The following is the first example in “multiprociessing” page of Python doc.

from multiprocessing import Pool

def f(x):
    return x*x

if __name__ == '__main__':
    with Pool(5) as p:
        print(p.map(f, [1, 2, 3]))

I have a project root with directory:

-- __main__.py
-- file.py

Copy paste the above example code into each file.

Running python file.py or python -m file works; prints [1,4,9].

But running python foo or python -m foo doesn’t. And will actually trap you in an “infinite KeyboardInterrupt loop” or something:

AttributeError: Can't get attribute 'f' on <module '__main__' (built-in)>
--- Ctrl + C ---
Process SpawnPoolWorker-8:
Process SpawnPoolWorker-7:
Process SpawnPoolWorker-6:
Process SpawnPoolWorker-5:
Process SpawnPoolWorker-4:
<Some multi-line TraceBack>
--- Ctrl + C ---
And you are stuck forever with "Process SpawnPoolWorker-N" where N keeps increasing.

I just want to know why __main__.py is considered a special case.

From the “Using a pool of workers” section there is a note:

This means that some examples, such as the multiprocessing.pool.Pool examples will not work in the interactive interpreter.

I know that __file__ doesn’t exist in an interactive interpreter:

> python
# enters interpreter
> __file__
NameError: name '__file__' is not defined

but it exists when running a file with python path/to/file.py

So I wondered if __main__.py is somehow treated as an interpreter, but obviously it’s not and prints the path to the file: path/to/__main__.py.

Please tell me what’s going on.

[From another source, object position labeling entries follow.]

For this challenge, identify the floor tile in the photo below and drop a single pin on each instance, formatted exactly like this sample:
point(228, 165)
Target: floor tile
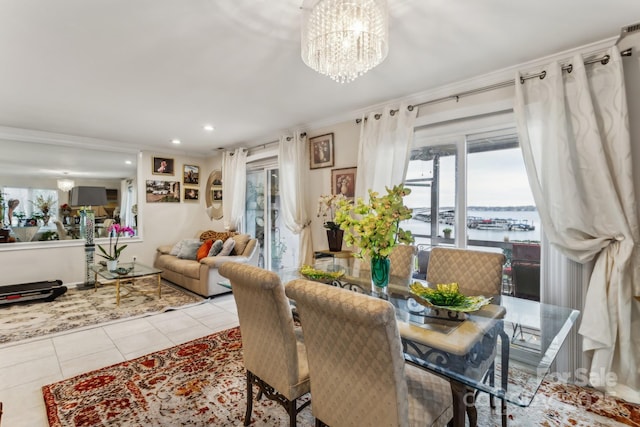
point(21, 353)
point(145, 342)
point(216, 321)
point(201, 310)
point(131, 327)
point(31, 371)
point(82, 343)
point(91, 362)
point(183, 335)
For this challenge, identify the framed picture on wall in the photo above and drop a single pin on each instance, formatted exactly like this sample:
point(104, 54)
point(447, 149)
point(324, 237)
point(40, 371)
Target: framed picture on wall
point(343, 181)
point(163, 191)
point(190, 175)
point(162, 166)
point(191, 194)
point(321, 151)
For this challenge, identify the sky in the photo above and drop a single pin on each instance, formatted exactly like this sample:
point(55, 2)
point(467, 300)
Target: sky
point(494, 178)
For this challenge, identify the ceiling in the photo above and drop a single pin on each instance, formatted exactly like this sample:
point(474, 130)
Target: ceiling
point(143, 72)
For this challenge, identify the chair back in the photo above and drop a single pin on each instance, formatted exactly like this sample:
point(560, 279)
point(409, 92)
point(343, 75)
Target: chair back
point(266, 324)
point(355, 356)
point(476, 272)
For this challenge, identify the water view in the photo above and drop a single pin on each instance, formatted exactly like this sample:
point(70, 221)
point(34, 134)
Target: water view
point(483, 224)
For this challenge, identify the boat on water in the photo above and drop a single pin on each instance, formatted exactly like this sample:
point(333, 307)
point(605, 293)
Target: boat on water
point(475, 222)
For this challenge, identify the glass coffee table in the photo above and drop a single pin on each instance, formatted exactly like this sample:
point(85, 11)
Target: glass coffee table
point(127, 273)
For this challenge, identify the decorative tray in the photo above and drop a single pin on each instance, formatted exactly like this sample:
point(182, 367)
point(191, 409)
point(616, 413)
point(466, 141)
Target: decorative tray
point(447, 297)
point(122, 270)
point(320, 275)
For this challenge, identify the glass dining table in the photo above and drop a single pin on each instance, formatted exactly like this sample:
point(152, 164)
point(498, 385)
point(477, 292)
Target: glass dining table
point(504, 349)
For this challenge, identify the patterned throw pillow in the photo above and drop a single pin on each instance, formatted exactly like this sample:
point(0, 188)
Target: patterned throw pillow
point(216, 247)
point(176, 248)
point(203, 250)
point(189, 249)
point(215, 235)
point(227, 247)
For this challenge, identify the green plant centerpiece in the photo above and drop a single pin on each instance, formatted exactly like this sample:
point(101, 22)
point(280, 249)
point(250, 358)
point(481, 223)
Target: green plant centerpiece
point(45, 205)
point(117, 230)
point(374, 229)
point(327, 206)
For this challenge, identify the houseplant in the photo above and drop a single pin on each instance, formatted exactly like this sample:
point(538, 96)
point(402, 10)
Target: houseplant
point(114, 252)
point(327, 206)
point(278, 248)
point(374, 229)
point(44, 204)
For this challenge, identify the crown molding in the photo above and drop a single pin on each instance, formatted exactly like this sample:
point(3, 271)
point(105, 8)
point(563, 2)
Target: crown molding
point(450, 90)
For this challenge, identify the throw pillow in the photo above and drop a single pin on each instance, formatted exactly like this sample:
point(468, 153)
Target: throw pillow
point(215, 235)
point(227, 247)
point(216, 248)
point(241, 243)
point(176, 248)
point(189, 249)
point(203, 250)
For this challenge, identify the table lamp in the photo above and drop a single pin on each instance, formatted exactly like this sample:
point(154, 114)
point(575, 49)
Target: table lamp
point(86, 197)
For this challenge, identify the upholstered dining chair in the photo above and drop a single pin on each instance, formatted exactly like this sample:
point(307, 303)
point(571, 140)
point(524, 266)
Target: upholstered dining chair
point(402, 259)
point(357, 369)
point(477, 273)
point(274, 355)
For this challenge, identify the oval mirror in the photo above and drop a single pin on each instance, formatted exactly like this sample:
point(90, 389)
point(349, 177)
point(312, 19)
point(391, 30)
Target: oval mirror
point(213, 195)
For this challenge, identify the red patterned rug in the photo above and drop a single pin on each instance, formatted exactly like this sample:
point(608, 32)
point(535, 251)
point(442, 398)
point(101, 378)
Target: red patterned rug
point(202, 383)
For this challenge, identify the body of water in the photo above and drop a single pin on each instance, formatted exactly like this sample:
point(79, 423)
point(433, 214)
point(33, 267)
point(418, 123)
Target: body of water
point(523, 217)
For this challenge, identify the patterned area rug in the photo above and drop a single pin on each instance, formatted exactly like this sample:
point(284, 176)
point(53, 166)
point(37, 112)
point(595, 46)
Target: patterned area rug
point(78, 308)
point(202, 382)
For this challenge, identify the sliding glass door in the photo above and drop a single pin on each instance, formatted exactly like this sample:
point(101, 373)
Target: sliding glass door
point(278, 246)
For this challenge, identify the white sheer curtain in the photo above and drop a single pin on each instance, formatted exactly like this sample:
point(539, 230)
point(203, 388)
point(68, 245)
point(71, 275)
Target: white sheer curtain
point(234, 185)
point(575, 139)
point(383, 153)
point(292, 182)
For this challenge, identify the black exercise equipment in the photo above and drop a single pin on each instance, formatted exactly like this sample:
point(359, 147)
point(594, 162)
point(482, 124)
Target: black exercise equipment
point(44, 291)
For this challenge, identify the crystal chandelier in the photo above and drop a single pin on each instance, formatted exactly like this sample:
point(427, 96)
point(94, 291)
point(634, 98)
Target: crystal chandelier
point(344, 39)
point(65, 184)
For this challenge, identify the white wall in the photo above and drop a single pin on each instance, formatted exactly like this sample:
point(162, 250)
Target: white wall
point(345, 145)
point(164, 223)
point(161, 223)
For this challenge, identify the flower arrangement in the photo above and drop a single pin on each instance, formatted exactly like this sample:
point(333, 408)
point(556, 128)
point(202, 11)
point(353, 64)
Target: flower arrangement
point(327, 206)
point(44, 204)
point(374, 228)
point(117, 230)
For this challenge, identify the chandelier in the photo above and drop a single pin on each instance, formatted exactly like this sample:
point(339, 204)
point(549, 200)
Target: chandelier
point(65, 184)
point(344, 39)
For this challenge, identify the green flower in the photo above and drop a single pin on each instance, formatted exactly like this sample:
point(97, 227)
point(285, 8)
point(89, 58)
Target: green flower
point(374, 228)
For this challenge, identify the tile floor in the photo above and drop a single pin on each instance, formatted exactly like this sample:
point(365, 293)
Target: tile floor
point(28, 365)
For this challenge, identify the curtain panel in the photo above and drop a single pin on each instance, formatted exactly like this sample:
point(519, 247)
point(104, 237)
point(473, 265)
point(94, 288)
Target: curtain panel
point(234, 186)
point(384, 150)
point(574, 134)
point(292, 182)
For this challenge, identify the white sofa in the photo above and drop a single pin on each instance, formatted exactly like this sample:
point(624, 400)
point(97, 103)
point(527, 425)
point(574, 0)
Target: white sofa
point(202, 277)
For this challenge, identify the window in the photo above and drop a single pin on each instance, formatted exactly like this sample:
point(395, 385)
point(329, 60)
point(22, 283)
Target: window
point(470, 189)
point(28, 208)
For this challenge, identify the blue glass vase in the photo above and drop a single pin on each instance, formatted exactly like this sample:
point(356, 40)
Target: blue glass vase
point(380, 269)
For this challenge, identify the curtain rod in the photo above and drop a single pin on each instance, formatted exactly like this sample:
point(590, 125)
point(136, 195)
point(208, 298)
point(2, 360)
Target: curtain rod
point(289, 138)
point(568, 68)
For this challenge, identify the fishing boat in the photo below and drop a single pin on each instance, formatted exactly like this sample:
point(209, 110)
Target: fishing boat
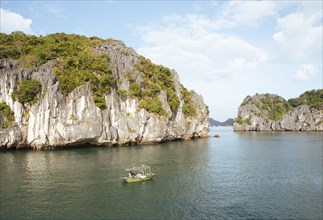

I mean, if this multiprocessing package is treating __main__.py differently, it should say somewhere in the documentation. Or if there is a page that explains how __main__.py is treated differently which could cause multiprocessing package to treat it differently and I missed it.

I’ve read a doc page on __main__ but it doesn’t point out any edge case of __main__.py.

I’m dying to know please help.

When a script is run directly, __name__ is set to __main__, whereas when that same script is imported __name__ is set to the script’s name minus the extension. Therefore, if you name the script __main__, there’s no way it can tell whether it was called directly or imported.

The multiprocessing module imports the script in the subprocesses it starts, so any initialisation that should be done only in the main script and not in the subprocesses should be protected by the if __name__ == '__main__': idiom. Naming the script __main__ will lead the subprocesses to think they are the main process and should start new subprocesses.

I guess this explains why I get Process SpawnPoolWorkder-N where N continues to increase when I try to Exit, and why I can’t exit from this. Python “multiprocessing” doc warns about this:

(If you try this it will actually output three full tracebacks interleaved in a semi-random fashion, and then you may have to stop the parent process somehow.)

It’s interesting how naming a file __main__.py has the same effect as not having the “main guard” (if __name__ == "__main__". I guess it’s because when a subprocess is created, the __name__ for that subprocess would be "__main__" if the file name is __main__.py but for file.py, __name__ == "__main__" only when run as a top level script, but when multiprocessing spawns a subprocess, __name__ is file or something?